Friday, 30 March 2018

Kafka on The Shore, Haruki Murakami

Sudah cukup lama saya tak membaca buku-buku Murakami. Seingat saya ada dua buku Murakami yang yang telah saya baca berkali-kali dan selalu menyenangkan untuk dibaca kembali. Salah satunya adalah Kafka On The Shore. Sebuah kisah tentang bocah lima belas tahun  yang memutuskan minggat dari rumah dan tinggal di sebuah perpustakaan. Kau bisa menyebutnysebuah karya picaraesque jika melihat banyak elemen-elemen itu dalam kisah ini.


Sang tokoh utama merupakan bocah lima belas tahun bernama Kafka Tamura, memutuskan minggat dari rumah. Sesederhana itu sebenarnya asal muasal kisah ini bermula. Kemudian masa lalu sang tokoh mengantarkannya pada sebuah pertemuannya dengan wanita yang cukup misterius di sebuah perpustakaan misterius, lagu yang tak kalah misterius, dan perpustakaan yang kelak menjadi persinggahan selama perlariannya. 

Bukan Murakami namanya jika tak membuat semacam perayaan terhadap penulis-penulis panutannya. Kali ini Kafka tampaknya menjadi sosok yang dijadikan elemen (dari judul pun siapapun akan bertanya-tanya) dalam kisah ini. Rasanya penulis kelahiran Ceko yang tersohor itu akan mengangkat alisnya di peristirahatannya saat membaca buku ini.

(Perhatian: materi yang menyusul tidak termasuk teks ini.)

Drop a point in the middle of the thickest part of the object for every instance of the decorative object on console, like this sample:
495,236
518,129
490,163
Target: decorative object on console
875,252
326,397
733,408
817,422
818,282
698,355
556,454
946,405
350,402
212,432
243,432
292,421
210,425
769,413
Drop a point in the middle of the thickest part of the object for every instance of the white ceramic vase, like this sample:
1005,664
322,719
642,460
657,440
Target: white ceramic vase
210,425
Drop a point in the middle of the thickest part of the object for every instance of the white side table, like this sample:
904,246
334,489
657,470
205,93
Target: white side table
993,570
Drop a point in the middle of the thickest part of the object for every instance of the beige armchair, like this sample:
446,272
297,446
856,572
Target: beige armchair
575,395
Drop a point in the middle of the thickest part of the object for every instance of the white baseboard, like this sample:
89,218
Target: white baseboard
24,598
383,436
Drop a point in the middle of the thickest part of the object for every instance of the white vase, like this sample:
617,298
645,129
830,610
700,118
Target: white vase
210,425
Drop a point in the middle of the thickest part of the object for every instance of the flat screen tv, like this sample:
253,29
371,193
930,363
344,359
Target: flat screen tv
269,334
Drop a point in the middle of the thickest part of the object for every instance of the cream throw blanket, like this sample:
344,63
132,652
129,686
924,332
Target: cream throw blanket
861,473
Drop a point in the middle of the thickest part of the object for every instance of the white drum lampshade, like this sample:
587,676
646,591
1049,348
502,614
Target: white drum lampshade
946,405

Yang membuat saya menarik pada novel ini ketika bocah tersebut berkali-kali berada pada sebuah keadaan yang membuatnya mengira jika seorang perempuan misterius yang dijumpainya adalah ibunya. Bagi anak lima belas tahun dengan masa lalu perih seperti Kafka tentu hal ini tak ubahnya sebuah pencarian tanpa henti. Ibu bagi setiap anak adalah cinta pertama yang tak akan bisa terelakan. Hingga kapanpun. Dan Kafka benar-benar berada dalam sebuah pusaran badai kehidupannya sendiri.

Sebesar-besarnya badai dalam kehidupan, musik dan buku memang akan selalu menjadi pemandu hidup seseorang. Setidakny kedua hal itu tak ubahnya virus-virus kecil yang merasuki pikiran yang sedang kalut dengan kejamnya dunia dan lingkungan sekitar. Hasilnya tentu saja sebuah pintu baru yang akan dimasuki. Dalam konteks ini tentu si protagonis, Kafka Tamura.

Yang membuat kisah ini kian menarik adalah beberapa karya film, musik dan buku yang kerap muncul di beberapa adegan. Murakami tampaknya tak sungkan memberikan rekomendasi film klasik karya Francois Truffaut (400 blows), karya sastra klasik timur tengah The Arabian Nights, hingga buku  Ernest Hemingway.

 400 Blows adalah film yang tentang seorang anak laki-laki yang tak mampu menikmati masa-masa kecilnya. Kehidupan Paris yang penuh gemerap kaum borjuis, terlalu awal merenggut masa kecilnya. Tunggu.  Sedikit ada persamaan nasib antara Antoine Doinel dengan Kafka Tamura yang tak memiliki masa kecil yang ideal layaknya bocah-bocah seusia mereka. 

Untuk kesekian kali saya akan mengatakan buku ini tak pernah membosankan. Dengan hampir lebih dari empat ratus delapan puluh halaman didalamnya, selalu ada hal baru yang bisa ditemukan. Berulang-ulang tanpa terasa berlebihan. Mengambil kutipan dalam buku ini "Kau akhirnya akan terlelap. Dan ketika kamu bangun, itu betul. Kau adalah bagian dari sebuah dunia yang baru."